Alcohol and opioids are two major contributors to so-called deaths of despair. Though the effects of these substances on mammalian systems are distinct, commonalities in their withdrawal syndromes suggest a shared pathophysiology. For example, both are characterized by marked autonomic dysregulation and are treated with alpha-2 agonists. Moreover, alcohol and opioids rapidly induce dependence motivated by withdrawal avoidance. Resemblances observed in withdrawal syndromes and abuse behavior may indicate common addiction mechanisms. We argue that neurovisceral feedback influences autonomic and emotional circuits generating antireward similarly for both substances. Amygdala is central to this hypothesis as it is principally responsible for negative emotion, prominent in addiction and motivated behavior, and processes autonomic inputs while generating autonomic outputs. The solitary nucleus (NTS) has strong bidirectional connections to the amygdala and receives interoceptive inputs communicating visceral states via vagal afferents. These visceral-emotional hubs are strongly influenced by the periphery including gut microbiota. We propose that gut dysbiosis contributes to alcohol and opioid withdrawal syndromes by contributing to peripheral and neuroinflammation that stimulates these antireward pathways and motivates substance dependence.

Combining Laser Capture Microdissection and Microfluidic qPCR to Analyze Transcriptional Profiles of Single Cells: A Systems Biology Approach to Opioid Dependence.

Profound transcriptional heterogeneity in anatomically adjacent single cells suggests that robust tissue functionality may be achieved by cellular phenotype diversity. Single-cell experiments investigating the network dynamics of biological systems demonstrate cellular and tissue responses to various conditions at biologically meaningful resolution. Herein, we explain our methods for gathering single cells from anatomically specific locations and accurately measuring a subset of their gene expression profiles. We combine laser capture microdissection (LCM) with microfluidic reverse transcription quantitative polymerase chain reactions (RT-qPCR). We also use this microfluidic RT-qPCR platform to measure the microbial abundance of gut contents.

Single-Cell Glia and Neuron Gene Expression in the Central Amygdala in Opioid Withdrawal Suggests Inflammation With Correlated Gut Dysbiosis.

Drug-seeking in opioid dependence is due in part to the severe negative emotion associated with the withdrawal syndrome. It is well-established that negative emotional states emerge from activity in the amygdala.
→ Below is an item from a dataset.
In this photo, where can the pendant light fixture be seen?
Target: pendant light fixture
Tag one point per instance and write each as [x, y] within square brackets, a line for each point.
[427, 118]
More recently, gut microflora have been shown to contribute substantially to such emotions. We measured gene expression in single glia and neurons gathered from the amygdala using laser capture microdissection and simultaneously measured gut microflora in morphine-dependent and withdrawn rats to investigate drivers of negative emotion in opioid withdrawal. We found that neuroinflammatory genes, notably Tnf, were upregulated in the withdrawal condition and that astrocytes, in particular, were highly active. We also observe a decreased Firmicutes to Bacteroides ratio in opioid withdrawal indicating gut dysbiosis. We speculate that these inflammatory and gut microflora changes contribute to the negative emotion experienced in opioid withdrawal that motivates dependence.